Welcome to C.H.R.O.M.E.


You have to hand it to Avalanche Software; they know how to get the most out of a license. I was a major fan of Toy Story 3, particularly Toybox Mode, which managed to perfectly capture the fun of playing with toys in an open world game. Although they aren’t revisiting the open world concept with Cars 2: The Video Game, Avalanche once again seems to have the franchise’s core concept figured out.

It would have been incredibly easy to take Cars 2 and build either a crummy platformer or racing title out of the license. That was the story with the previous Cars game. Instead, Cars 2 takes one of the film’s key story points – the spy theme – and builds it into an incredibly fun, fast-paced kart racing title.

The single-player campaign is actually more of a sequel to the movie than a scene-for-scene adaptation. The game features 20 characters from the films, such as Lightning McQueen and Mater, as well as Finn McMissle and Holly Shiftwell, as they train in the command center for the spy agency, C.H.R.O.M.E. (Command Headquarters for Recon Operations and Motorized Espionage).

The single-player campaign wasn't available on the show floor, but Disney’s booth was rocking with four-player matches in two of the game’s multiplayer modes, which is a big focus. Gameplay is more than a little reminiscent of Split/Second based on the sense of speed. The tracks also have the same sense of style, with lots of brightly colored set pieces sticking out, such as airplanes taking off and landing near the track. Races take place all over the world, including Japan and Italy.

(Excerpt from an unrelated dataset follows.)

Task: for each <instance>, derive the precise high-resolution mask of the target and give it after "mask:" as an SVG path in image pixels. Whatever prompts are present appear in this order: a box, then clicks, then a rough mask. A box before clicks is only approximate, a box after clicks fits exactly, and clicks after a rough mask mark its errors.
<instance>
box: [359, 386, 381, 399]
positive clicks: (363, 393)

Multiplayer matches are split between multiple modes. I was able to play through two of the game’s main match types, Battle Race and an arena match. Battle Race is similar to most kart games; you race around the track and jockey for position while blasting opponents with weapons. The selection of weapons includes missiles, as well as oil slicks and machine guns. Avalanche is having fun with the film’s spy theme, and it shows. Races are designed to appeal to both casual and veteran players. It’s easy to quickly grasp the concept behind the game – win – but Avalanche went a little further by introducing tricks. With the flick of a stick, characters can go up on two wheels or flip around and drive the track in reverse (allowing you to blast enemies behind you).

Arena matches are free-for-all matches where you drive around a small map and attempt to knock your opponent out. It’s simple fun, but also a bit of a challenge if you underestimate your opponent. Cars 2 may look like a kids' game, and though it is certainly accessible, our matches were a bit cutthroat (and a lot of fun).

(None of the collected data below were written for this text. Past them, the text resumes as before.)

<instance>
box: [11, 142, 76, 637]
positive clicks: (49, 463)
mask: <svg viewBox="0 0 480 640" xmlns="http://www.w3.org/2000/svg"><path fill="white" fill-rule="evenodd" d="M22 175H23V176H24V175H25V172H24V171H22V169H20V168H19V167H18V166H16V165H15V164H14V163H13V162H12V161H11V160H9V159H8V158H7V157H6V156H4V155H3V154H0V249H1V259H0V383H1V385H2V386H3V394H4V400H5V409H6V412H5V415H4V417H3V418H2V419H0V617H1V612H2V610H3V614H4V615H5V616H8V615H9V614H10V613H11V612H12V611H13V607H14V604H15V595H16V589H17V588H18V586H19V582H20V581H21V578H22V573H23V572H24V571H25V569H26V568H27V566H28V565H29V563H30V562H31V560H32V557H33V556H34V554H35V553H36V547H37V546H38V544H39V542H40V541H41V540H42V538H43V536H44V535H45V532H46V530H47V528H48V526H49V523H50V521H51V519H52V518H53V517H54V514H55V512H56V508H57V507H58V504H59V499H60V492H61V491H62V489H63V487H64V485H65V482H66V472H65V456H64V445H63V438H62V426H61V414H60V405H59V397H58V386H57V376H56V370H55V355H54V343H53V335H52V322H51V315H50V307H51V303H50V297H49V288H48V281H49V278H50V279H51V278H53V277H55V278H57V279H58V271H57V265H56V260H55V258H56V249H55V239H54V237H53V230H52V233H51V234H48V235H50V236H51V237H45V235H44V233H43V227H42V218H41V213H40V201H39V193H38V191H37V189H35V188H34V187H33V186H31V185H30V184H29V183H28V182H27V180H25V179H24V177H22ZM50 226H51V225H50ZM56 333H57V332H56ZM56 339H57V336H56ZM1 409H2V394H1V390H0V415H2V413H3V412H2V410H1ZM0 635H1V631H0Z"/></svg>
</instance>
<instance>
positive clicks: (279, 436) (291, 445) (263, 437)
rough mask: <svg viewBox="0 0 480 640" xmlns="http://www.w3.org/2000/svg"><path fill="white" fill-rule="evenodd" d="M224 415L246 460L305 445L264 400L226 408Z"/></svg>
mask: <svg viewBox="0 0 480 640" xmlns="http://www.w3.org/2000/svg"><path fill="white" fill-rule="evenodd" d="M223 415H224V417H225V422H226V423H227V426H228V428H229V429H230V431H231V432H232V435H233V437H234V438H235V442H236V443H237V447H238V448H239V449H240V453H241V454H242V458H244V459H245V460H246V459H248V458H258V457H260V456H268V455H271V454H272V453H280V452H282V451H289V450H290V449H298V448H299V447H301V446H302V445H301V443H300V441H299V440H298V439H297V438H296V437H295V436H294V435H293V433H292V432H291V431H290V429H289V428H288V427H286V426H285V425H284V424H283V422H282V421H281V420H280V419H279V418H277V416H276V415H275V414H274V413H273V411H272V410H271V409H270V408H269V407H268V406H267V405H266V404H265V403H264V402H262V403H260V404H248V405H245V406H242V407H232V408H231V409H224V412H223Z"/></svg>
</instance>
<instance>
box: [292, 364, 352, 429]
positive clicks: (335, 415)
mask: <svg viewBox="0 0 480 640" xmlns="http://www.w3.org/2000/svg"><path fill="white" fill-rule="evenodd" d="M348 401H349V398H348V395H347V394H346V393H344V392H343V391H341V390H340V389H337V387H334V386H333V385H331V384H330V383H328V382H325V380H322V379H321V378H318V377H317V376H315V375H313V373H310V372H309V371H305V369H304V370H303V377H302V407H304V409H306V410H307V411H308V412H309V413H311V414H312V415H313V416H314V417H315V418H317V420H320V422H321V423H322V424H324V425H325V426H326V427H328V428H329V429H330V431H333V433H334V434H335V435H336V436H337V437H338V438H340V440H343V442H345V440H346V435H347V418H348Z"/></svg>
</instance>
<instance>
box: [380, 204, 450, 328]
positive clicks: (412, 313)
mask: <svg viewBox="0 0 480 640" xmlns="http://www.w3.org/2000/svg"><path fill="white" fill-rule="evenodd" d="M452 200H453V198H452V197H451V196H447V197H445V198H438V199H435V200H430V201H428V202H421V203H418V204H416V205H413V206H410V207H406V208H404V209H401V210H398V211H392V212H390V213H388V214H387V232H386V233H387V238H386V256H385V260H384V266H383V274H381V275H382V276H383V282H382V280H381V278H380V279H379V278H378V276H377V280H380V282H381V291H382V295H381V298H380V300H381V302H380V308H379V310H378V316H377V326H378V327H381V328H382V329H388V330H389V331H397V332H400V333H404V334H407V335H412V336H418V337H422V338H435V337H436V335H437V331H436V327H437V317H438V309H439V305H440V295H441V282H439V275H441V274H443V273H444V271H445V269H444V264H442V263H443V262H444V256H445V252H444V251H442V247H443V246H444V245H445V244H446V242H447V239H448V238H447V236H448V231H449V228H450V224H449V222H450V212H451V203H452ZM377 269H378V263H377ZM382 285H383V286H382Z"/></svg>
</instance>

The game will also include a few other match types, including two co-op games. In one, you’ll team up with a friend and chase down enemy cars on the track, while in the other you’ll take on waves of enemies similar to Horde Mode in Gears of War.

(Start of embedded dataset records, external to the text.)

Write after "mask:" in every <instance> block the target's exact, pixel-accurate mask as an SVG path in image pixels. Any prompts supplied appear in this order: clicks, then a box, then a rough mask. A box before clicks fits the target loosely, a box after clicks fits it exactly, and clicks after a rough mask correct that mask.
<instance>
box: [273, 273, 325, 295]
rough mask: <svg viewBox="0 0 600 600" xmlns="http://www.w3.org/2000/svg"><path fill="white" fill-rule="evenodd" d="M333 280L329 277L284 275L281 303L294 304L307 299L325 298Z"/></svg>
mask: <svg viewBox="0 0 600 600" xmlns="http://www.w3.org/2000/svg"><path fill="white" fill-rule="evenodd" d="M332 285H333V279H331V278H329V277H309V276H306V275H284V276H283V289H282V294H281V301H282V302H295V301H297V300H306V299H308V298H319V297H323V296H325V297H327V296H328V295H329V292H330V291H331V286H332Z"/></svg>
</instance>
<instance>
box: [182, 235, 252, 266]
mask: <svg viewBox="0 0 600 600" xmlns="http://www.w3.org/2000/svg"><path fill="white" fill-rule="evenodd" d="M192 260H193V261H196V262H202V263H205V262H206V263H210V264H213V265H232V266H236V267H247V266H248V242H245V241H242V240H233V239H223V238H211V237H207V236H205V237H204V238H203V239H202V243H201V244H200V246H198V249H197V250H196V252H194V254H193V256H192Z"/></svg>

Similar to Toy Story 3, Avalanche is working closely with Pixar in order to make sure Cars 2 lives up to the company’s legacy and make sure everything stays true to the franchise. This includes importing the actual model data from the film into the game. The quality shows too. Characters are bursting with personality.

Cars 2 is aimed directly at family playtime, though like Toy Story 3, there’s something for everyone here. Matches were filled with smiles and laughter, which is a big deal considering stressed, worn-out demeanor E3 brings out in attendees.

Cars 2: The Video Game comes out on June 21 for PlayStation 3, Xbox 360, Wii, DS and PC.